Well. Once she’d discovered that, it was nothing at all to switch herself from a nickname without gravitas—Wendy—to a nickname with: Gwen. She was now twenty-eight, and at this stage in her life only her immediate family and a few early pals from grade school even remembered she’d once been a Wendy, and she was pretty sure they usually forgot.
“Detective Second Grade Gwen Reversa, CID,” she told the wounded man in the hospital bed, and he wheezed a little, nodded his head on the pillow, and said, “Glad to see ya.” Would he be glad to see a Wendy? Nah.

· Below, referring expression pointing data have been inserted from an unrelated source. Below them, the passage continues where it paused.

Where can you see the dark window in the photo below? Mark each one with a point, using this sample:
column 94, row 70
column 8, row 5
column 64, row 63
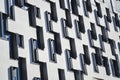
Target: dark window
column 77, row 29
column 73, row 48
column 104, row 34
column 94, row 63
column 98, row 56
column 52, row 50
column 43, row 71
column 49, row 22
column 74, row 7
column 14, row 73
column 61, row 74
column 68, row 18
column 20, row 40
column 36, row 78
column 40, row 38
column 86, row 55
column 22, row 68
column 13, row 46
column 88, row 5
column 19, row 3
column 57, row 41
column 108, row 15
column 3, row 19
column 34, row 50
column 115, row 68
column 99, row 11
column 93, row 31
column 69, row 60
column 106, row 65
column 53, row 12
column 84, row 69
column 81, row 24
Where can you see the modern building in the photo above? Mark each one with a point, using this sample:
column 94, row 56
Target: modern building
column 60, row 39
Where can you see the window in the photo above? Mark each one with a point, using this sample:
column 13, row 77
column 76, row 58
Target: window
column 106, row 65
column 94, row 63
column 49, row 22
column 73, row 48
column 68, row 18
column 3, row 19
column 32, row 15
column 93, row 31
column 43, row 71
column 61, row 74
column 74, row 7
column 20, row 40
column 98, row 56
column 77, row 29
column 14, row 73
column 57, row 41
column 108, row 14
column 53, row 12
column 40, row 37
column 84, row 69
column 69, row 60
column 81, row 24
column 13, row 46
column 34, row 50
column 19, row 3
column 99, row 11
column 52, row 50
column 115, row 68
column 22, row 68
column 36, row 78
column 86, row 55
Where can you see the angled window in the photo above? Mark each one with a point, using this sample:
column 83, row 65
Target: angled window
column 53, row 12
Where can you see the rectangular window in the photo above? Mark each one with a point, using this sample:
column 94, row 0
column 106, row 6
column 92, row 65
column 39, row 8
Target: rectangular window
column 68, row 18
column 20, row 40
column 34, row 50
column 74, row 7
column 61, row 74
column 73, row 48
column 40, row 38
column 22, row 68
column 43, row 71
column 81, row 24
column 108, row 14
column 14, row 73
column 53, row 12
column 93, row 31
column 52, row 50
column 57, row 41
column 99, row 10
column 13, row 46
column 86, row 55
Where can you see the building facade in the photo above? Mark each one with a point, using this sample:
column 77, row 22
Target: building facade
column 60, row 40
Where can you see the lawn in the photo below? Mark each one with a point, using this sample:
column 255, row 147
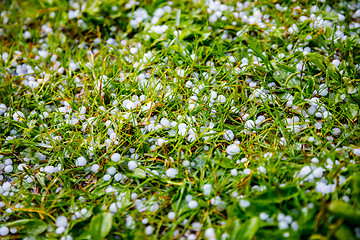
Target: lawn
column 179, row 119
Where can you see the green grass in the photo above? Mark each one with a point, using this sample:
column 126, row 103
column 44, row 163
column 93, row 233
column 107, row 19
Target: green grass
column 292, row 173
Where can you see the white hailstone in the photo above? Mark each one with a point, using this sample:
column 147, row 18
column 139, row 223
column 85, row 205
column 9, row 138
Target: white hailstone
column 165, row 122
column 250, row 124
column 149, row 230
column 72, row 66
column 288, row 219
column 8, row 169
column 228, row 135
column 49, row 169
column 27, row 35
column 263, row 216
column 283, row 225
column 318, row 125
column 186, row 163
column 60, row 230
column 61, row 221
column 336, row 62
column 171, row 172
column 18, row 116
column 193, row 204
column 95, row 167
column 233, row 149
column 118, row 177
column 3, row 109
column 188, row 198
column 305, row 171
column 207, row 189
column 6, row 186
column 132, row 165
column 160, row 141
column 222, row 99
column 133, row 50
column 113, row 208
column 210, row 234
column 107, row 177
column 4, row 231
column 80, row 161
column 295, row 226
column 356, row 151
column 244, row 203
column 247, row 171
column 111, row 170
column 323, row 90
column 8, row 161
column 115, row 157
column 171, row 215
column 261, row 169
column 318, row 172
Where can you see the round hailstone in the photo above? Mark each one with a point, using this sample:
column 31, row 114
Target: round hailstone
column 263, row 216
column 8, row 169
column 95, row 167
column 80, row 161
column 171, row 172
column 18, row 116
column 113, row 208
column 61, row 221
column 111, row 170
column 4, row 231
column 356, row 151
column 244, row 203
column 250, row 124
column 132, row 165
column 247, row 171
column 60, row 230
column 115, row 157
column 107, row 177
column 149, row 230
column 207, row 189
column 171, row 215
column 210, row 234
column 234, row 172
column 232, row 149
column 193, row 204
column 228, row 135
column 160, row 141
column 6, row 186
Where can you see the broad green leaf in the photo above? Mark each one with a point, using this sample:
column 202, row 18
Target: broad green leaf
column 138, row 173
column 28, row 227
column 276, row 194
column 100, row 225
column 224, row 162
column 346, row 211
column 344, row 232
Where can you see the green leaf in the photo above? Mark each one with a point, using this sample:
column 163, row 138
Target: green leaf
column 251, row 227
column 224, row 162
column 318, row 60
column 245, row 230
column 346, row 211
column 276, row 194
column 29, row 227
column 352, row 110
column 100, row 225
column 138, row 173
column 344, row 232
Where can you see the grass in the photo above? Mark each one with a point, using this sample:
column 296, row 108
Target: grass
column 162, row 88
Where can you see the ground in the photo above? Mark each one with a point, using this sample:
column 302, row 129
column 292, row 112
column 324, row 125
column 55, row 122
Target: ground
column 179, row 119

“You feel strong enough to talk, Mr. Beckham?”
“Sure, if I had anything to say,” he told her. “They missed my lung by about three feet.”
She laughed, mostly to put him at his ease, and pulled over one of the room’s two chrome-and-green-vinyl chairs. Since he was a crime victim, and the perp might be interested in a follow-up question, Mr. Jake Beckham was in a private room.
Gwen took two notebooks and a pen from her shoulder bag, then put the bag on the floor and moved the chair so the shoulder bag strap looped around one leg, which is how you learned to keep control of your bag when you had a gun in it. Then she sat on the chair, opened one of the notebooks, and said, “Want to tell me about it?”